Migrant Mother
May 26, 2007 1:51 PM   Subscribe

Her name is Florence Owens Thompson. In March 1936, FSA photographer Dorothea Lange took a series of photos of a 32-year-old woman and her children in a pea pickers' camp outside Nipomo, California, including one of the most famous photos in American history. Mrs. Thompson talked about the photos in 1979. [more inside]
posted by kirkaracha (16 comments total) 19 users marked this as a favorite
 
I wish she [Lange] hadn't taken my picture. I can't get a penny out of it. She didn't ask my name. She said she wouldn't sell the pictures. She said she'd send me a copy. She never did.
Florence Thompson hated the photo, but it prompted authorities so send aid to the camp. That didn't help the Thompson's, since their car had broken down and they were waiting in the camp while her sons were fixing the car.

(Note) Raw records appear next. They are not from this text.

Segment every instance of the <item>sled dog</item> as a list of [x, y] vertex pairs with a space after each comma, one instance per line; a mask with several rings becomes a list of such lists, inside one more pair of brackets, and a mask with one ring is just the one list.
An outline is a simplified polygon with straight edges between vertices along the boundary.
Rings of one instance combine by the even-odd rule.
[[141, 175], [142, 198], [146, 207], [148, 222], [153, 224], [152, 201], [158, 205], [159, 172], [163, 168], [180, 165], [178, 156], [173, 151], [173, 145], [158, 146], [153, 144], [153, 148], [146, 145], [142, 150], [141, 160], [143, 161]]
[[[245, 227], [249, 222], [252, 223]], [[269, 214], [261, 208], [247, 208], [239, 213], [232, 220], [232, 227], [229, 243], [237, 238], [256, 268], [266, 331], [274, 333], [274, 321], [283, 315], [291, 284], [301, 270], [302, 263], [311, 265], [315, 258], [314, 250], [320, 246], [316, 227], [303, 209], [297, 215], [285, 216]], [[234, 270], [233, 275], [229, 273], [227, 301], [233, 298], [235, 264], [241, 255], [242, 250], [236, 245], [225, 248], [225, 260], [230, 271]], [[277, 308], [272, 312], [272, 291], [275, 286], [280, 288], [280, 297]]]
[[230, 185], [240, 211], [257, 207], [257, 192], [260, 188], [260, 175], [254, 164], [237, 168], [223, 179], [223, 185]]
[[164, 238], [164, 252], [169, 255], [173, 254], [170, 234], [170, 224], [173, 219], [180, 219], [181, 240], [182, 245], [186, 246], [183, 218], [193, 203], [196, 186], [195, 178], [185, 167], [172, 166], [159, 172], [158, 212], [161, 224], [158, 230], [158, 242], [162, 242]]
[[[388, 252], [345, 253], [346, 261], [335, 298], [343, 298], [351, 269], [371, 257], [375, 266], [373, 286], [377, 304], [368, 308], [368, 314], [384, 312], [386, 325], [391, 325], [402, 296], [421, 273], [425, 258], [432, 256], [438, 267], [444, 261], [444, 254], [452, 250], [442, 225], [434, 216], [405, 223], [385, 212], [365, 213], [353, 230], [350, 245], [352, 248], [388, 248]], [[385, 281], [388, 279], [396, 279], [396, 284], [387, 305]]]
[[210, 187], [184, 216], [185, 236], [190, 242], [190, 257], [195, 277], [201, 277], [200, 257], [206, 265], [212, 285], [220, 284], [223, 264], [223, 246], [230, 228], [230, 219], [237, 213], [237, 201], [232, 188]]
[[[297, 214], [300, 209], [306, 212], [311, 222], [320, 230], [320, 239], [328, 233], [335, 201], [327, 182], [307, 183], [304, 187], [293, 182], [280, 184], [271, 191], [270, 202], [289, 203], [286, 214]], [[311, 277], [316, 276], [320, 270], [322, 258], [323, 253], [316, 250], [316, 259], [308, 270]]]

Mrs. Thompson died in 1983. Her grandson has web site that tells her story.

The Online Archive of California has an online collection of over 20,000 of Ms. Lange's photos.
posted by kirkaracha at 1:51 PM on May 26, 2007


Hmm, interesting! I had always suspected that it was a staged photo because the little girls' cute bobbed hairdos are so perfectly cut. Silly I guess, since a parent can get quite skilled at haircuts over time, nevertheless I always felt something didn't add up.
posted by zarah at 2:14 PM on May 26, 2007


That particular photograph is in the public domain, and is
obtainable from the US Govt. Nobody's making any money off of it.
Get one yourself. Search for Dorothea Lange migrant mother.
posted by the Real Dan at 2:24 PM on May 26, 2007


Fantastic story, thanks for sharing it!
posted by zymurgy at 2:31 PM on May 26, 2007


I don't understand why the photos of her and her daughters in later life are nearly impossible to find, but here's one obscure web page that has one. It really completes the story to see how she fared.
posted by hodyoaten at 2:36 PM on May 26, 2007 [1 favorite]


From hodyoaten's German site:
"Florence and her family came through the Depression and worked their way into the middle class. Florence and most of her 10 kids settled around Modesto, California. Her children bought her a suburban tract house like that of daughter Norma Rydlewski, where this photograph was taken in 1979. But Florence didn't feel comfortable and moved back into mobile home. She literally wanted to have wheels under her. . . . . Florence died in the early 1980s."
posted by spitbull at 2:38 PM on May 26, 2007


posted by the Real Dan That particular photograph is in the public domain, and isobtainable from the US Govt. Nobody's making any money off of it. Get one yourself. Search for Dorothea Lange migrant mother.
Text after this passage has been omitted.